To that end, Dr. Gibson will study best practices to ensure WMed’s teaching and assessment strategies align with program objectives and our students focus on developing into strong clinicians. “I think the new curriculum that is being developed around health equity will give us opportunities to rethink how we talk about interprofessional education and how we appropriately capture the skill attainment of our students,” Dr. Gibson said.
 
By moving into Dr. Gibson’s former role as the assistant dean for Clinical Applications, Dr. Redinger will oversee clerkships and electives in the MD curriculum. In her former role, Dr. Redinger served as the clerkship director for Advanced Emergency Medicine, a clinical skills educator and a clinical academic advisor. She is an assistant professor in the medical school’s Department of Emergency Medicine and a practicing emergency medicine physician.
 
Dr.
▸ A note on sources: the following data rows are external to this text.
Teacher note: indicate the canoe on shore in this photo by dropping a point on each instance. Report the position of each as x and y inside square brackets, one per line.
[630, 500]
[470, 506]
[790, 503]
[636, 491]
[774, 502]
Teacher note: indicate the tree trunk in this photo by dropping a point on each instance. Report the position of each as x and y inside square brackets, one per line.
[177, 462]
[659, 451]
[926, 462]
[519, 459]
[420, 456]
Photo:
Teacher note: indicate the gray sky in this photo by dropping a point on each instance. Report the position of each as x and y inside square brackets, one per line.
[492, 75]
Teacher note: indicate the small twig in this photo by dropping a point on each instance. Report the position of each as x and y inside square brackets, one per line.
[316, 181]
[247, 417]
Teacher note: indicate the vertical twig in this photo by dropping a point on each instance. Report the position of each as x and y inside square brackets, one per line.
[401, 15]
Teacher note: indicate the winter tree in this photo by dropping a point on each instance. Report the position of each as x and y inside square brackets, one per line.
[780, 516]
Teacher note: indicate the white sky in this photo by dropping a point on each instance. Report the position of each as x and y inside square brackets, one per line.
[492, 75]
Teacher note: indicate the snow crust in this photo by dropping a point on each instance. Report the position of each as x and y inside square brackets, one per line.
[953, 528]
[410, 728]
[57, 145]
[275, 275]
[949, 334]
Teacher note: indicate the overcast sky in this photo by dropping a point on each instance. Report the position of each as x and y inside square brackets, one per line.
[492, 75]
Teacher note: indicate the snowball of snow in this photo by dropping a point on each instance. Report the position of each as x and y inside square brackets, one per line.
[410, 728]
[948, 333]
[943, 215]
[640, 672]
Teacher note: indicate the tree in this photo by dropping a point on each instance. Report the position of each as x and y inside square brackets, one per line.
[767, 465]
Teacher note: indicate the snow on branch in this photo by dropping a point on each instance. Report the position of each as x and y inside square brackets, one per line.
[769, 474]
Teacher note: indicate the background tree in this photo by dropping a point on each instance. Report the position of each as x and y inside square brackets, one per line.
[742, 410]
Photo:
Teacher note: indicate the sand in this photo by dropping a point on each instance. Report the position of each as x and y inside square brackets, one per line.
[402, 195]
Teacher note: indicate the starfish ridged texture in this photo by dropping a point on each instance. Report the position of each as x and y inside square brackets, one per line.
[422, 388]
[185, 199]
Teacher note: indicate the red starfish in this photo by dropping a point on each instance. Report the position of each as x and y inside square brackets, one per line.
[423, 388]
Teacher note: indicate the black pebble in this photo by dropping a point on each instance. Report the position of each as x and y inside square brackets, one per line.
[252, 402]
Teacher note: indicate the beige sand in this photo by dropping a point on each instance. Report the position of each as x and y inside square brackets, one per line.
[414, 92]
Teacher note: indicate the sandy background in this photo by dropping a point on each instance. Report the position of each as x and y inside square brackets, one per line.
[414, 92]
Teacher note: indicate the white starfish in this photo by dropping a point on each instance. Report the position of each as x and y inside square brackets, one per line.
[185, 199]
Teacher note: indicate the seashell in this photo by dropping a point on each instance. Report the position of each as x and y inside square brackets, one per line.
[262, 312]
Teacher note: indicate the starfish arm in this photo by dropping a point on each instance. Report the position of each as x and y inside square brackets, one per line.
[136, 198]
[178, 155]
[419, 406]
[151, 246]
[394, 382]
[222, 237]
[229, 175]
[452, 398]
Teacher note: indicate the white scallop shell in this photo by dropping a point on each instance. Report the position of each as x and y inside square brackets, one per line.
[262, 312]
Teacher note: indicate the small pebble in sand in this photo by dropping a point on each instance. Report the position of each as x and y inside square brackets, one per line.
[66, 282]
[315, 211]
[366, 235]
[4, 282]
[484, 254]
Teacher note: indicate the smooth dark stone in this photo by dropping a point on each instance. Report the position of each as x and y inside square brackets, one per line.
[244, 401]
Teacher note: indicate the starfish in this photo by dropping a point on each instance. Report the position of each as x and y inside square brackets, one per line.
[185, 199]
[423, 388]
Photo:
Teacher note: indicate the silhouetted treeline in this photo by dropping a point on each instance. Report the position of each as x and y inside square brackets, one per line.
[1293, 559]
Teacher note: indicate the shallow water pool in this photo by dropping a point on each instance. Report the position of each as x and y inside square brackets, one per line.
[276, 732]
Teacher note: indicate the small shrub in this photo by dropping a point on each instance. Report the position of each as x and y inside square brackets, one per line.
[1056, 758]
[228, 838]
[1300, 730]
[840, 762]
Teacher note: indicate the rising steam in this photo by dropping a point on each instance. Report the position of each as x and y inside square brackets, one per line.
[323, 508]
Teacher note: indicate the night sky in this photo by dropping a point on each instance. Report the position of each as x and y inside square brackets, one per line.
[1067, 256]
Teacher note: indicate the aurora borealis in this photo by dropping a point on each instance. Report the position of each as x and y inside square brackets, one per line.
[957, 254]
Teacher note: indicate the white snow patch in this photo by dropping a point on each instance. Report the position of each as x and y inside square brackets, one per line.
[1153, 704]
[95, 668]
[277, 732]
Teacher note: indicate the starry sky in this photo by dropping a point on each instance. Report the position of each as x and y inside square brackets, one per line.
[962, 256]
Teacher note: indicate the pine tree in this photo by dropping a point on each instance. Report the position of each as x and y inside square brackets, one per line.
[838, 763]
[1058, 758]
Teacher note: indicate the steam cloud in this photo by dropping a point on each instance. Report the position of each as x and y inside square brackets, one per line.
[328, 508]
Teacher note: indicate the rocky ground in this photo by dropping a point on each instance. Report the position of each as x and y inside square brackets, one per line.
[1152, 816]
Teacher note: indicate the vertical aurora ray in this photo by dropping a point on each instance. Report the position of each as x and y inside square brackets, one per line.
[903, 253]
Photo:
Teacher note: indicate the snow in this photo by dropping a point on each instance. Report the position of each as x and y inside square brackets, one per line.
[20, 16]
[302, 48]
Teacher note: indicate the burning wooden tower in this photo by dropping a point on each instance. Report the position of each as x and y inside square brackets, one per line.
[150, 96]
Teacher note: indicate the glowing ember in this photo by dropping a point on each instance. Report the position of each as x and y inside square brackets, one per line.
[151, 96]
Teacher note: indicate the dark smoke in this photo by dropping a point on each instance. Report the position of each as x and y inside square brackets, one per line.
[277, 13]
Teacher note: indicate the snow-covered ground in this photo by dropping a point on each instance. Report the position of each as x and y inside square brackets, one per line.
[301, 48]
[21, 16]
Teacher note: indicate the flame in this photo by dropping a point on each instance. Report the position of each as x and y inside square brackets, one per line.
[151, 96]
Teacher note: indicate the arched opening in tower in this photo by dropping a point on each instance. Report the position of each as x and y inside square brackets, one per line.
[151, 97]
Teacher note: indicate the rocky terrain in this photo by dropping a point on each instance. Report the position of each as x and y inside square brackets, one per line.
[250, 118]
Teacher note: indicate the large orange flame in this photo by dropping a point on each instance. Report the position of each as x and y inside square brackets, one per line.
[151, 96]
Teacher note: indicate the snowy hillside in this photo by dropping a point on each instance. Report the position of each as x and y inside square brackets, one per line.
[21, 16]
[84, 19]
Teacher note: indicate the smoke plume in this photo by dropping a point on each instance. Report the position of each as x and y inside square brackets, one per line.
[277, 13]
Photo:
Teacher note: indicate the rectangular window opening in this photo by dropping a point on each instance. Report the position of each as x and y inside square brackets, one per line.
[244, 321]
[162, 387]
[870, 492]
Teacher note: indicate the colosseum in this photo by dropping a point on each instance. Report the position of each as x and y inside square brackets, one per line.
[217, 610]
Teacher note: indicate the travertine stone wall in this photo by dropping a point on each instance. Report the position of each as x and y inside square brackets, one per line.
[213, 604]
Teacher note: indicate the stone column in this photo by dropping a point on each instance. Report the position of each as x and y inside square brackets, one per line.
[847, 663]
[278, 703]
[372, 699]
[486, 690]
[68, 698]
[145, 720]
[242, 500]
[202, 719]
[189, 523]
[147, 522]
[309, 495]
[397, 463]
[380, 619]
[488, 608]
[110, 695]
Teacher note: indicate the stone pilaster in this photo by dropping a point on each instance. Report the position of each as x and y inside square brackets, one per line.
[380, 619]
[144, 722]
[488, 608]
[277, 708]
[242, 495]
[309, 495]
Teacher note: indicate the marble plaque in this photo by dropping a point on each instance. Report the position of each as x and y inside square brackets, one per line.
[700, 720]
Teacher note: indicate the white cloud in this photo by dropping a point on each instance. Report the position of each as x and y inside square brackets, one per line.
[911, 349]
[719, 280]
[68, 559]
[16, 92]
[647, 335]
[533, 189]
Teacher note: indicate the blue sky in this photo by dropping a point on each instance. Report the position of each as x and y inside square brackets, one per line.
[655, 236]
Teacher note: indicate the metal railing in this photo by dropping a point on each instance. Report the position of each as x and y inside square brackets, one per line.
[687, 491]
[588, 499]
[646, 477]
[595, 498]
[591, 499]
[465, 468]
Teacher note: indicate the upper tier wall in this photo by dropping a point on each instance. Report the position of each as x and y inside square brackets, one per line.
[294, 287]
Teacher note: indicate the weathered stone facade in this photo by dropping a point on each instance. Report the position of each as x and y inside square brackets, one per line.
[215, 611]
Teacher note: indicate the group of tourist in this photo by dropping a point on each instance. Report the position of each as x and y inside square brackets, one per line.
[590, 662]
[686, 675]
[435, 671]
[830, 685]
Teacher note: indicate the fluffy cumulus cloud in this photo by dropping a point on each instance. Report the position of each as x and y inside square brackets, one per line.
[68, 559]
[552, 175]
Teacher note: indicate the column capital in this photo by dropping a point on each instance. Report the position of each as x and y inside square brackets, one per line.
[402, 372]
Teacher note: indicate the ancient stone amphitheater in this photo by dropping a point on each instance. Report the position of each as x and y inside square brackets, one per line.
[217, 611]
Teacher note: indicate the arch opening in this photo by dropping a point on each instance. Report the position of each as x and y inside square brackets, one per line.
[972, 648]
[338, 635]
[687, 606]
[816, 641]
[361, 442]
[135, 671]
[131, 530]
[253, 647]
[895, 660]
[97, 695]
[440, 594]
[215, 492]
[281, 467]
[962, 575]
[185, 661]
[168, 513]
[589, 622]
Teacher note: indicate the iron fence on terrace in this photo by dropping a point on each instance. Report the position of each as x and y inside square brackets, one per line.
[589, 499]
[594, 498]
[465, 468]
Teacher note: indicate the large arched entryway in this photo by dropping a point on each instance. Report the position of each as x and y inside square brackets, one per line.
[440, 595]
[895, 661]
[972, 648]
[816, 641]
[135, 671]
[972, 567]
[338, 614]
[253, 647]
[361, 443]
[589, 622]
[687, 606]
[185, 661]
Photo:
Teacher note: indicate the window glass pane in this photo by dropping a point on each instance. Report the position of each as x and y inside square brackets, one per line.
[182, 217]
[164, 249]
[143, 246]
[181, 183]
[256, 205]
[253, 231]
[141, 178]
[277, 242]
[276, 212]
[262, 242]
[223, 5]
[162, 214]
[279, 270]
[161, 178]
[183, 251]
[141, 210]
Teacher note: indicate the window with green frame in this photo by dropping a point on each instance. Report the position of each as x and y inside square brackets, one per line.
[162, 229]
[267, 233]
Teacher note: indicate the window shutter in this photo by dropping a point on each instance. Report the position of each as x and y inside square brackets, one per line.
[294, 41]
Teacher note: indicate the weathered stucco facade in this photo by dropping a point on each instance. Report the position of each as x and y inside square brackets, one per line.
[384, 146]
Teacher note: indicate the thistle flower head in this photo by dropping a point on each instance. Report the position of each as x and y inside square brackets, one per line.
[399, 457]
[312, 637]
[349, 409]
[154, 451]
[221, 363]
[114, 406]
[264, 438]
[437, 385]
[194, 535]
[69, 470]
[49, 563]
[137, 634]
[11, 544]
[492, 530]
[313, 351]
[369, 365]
Redinger said she will work with clerkship directors to oversee operations in medical students’ third and fourth years at WMed, and bring the skills she used as clerkship director for Advanced Emergency Medicine to the rest of WMed’s clerkships.
 
“We have opportunities for growth in making that transition from new medical school to a more established academic institution,” Dr. Redinger said. “I want to see us have more consistency in how we evaluate students, so that when they go from rotation to rotation they have a better idea of what to expect. I’d like to expand our clinical offerings and clinical sites for students and maintain good relationships with the community physicians who have helped build WMed to what it is.”